Operation "Twist" aptly describes trying to make sense of all the data that could possibly indicate the direction of the risk. Signals are really twisted, and it is the Fed's job to make sure that signals are clear and decisive in order to instill market confidence.

Market confidence is dependant on confidence in the indicators. If you can direct the risk, as previously discussed, you're pretty confident about the direction of the risk. Everybody else, however, is determined by the direction of the risk rather than determining its direction (which is the difference between alpha and beta risk). Determination of one's self is reduced to a class distinction (which results in accumulation of gamma risk where confidence--predictive utility--gains the force and legitimacy of public authority, or the public trust).

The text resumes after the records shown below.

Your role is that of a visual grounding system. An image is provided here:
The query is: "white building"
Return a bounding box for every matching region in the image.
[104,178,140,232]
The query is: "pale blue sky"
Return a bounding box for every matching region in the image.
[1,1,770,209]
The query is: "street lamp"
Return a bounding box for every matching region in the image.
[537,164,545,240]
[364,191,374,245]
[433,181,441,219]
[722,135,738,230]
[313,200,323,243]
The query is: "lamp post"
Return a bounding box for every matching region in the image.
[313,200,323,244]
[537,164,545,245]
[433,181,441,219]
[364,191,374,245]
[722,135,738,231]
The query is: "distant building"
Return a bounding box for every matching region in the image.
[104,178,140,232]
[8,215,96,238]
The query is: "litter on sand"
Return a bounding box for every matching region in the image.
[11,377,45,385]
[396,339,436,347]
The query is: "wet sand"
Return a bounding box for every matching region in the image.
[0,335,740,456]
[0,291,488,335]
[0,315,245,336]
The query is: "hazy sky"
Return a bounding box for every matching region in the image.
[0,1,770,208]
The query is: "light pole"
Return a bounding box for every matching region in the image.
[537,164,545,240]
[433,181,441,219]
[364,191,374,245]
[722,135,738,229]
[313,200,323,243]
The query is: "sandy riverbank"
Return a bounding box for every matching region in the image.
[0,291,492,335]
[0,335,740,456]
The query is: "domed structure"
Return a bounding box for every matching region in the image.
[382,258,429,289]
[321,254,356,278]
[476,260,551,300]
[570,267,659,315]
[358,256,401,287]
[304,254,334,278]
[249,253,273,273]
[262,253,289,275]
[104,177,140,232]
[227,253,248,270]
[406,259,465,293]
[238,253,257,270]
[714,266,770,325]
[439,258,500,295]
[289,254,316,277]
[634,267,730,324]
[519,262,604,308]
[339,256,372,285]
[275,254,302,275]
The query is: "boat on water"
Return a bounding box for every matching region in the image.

It is readily apparent, self-determination is a function of class, and preventing class warfare is a function of self-determination. If as a matter of technical legitimacy we are, on the one hand, selfishly bound to our own determination, and the measure of its attainment is, on the other hand, the power to selfishly determine the fate of others, then we are presented with a rather twisted, philosophical conundrum at the root of technical analyses that determine a random walk into the next crisis of non-attainment.

At the root of an apparent spurious and confounding variability is really a twisted philosophy of risk that always begs the question.

It is hard to be confident when the predictors always beg the question.

If we want to reduce anxiety (the risk inherent to class) it is necessary to reduce risk to the alpha proportion from the gamma dimension where the risk of loss is fully assumed without question.

It's time for a really twisted turn of self-determined fate that really makes sense.